Upon completion of this course, the student is able to:
- analyze and explain the need for adaptation
- choose user, context, group characteristics to model
- decide how to model these, critically analyzing the (dis)advantages of using different techniques
- design adaptation mechanisms, critically analyzing the (dis) advantages of using different techniques
- explain and show the user experience of an adaptive system
- model the implementation of an adaptive system
- consider quality aspects of an adaptive system and decide which to focus on and how to measure those
- evaluate an adaptive system
- reflect on privacy and ethical issues
This course is assessed via two course work assignments (in group work) and an final exam (individual work).
The three parts of the assessment contribute to the final grade as follows:
- Assignment 1: written group assignment (35%)
- Assignment 2: group presentation (15%)
- Final exam: individual exam (50%).
More details on the assignments is provided in Blackboard.
A peer effort assessment will be used to allocate individual marks for the two group assignments.

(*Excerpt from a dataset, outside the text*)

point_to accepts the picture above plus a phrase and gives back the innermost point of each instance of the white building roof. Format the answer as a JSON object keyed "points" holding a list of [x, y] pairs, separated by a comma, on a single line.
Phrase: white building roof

To pass the course each of the three parts of the assessment has to be >=5.5. Note, for the group assignments, the mark after the effort assessment has been taken into account needs to be >=5.5.
A repair test requires at least a 4 for the original test.
This course is about the design and evaluation of interactive systems that automatically adapt to users and their context.|
It discusses the design and evaluation of such systems.
It shows how to build models of users, groups and context, and which characteristics may be useful to model (including for example preferences, ability, personality, affect, inter-personal relationships).
It shows how adaptation algorithms can be inspired by user studies. It covers standard personalization and situationalization concepts as well as standard recommender system techniques such as content-based and collaborative filtering.
It also discusses explanations for adaptive interactive systems and usability issues (such as transparency, scrutability, trust, effectiveness, efficiency, satisfaction, diversity, serendipity, privacy and ethics).
The course content will be presented in the context of various application domains, such as personalized behavior change interventions (e.g., in the health domain) and recommendation in commercial settings (e.g., music, advertising, e-commerce).
This course has two 2-hour slots a week. These will contain lectures as well as hands-on sessions in which the material of the course is applied to problems.
The literature consists of scientific articles. A literature list is provided via Blackboard on a weekly basis. In addition, you will need to find articles related to your assignment topic.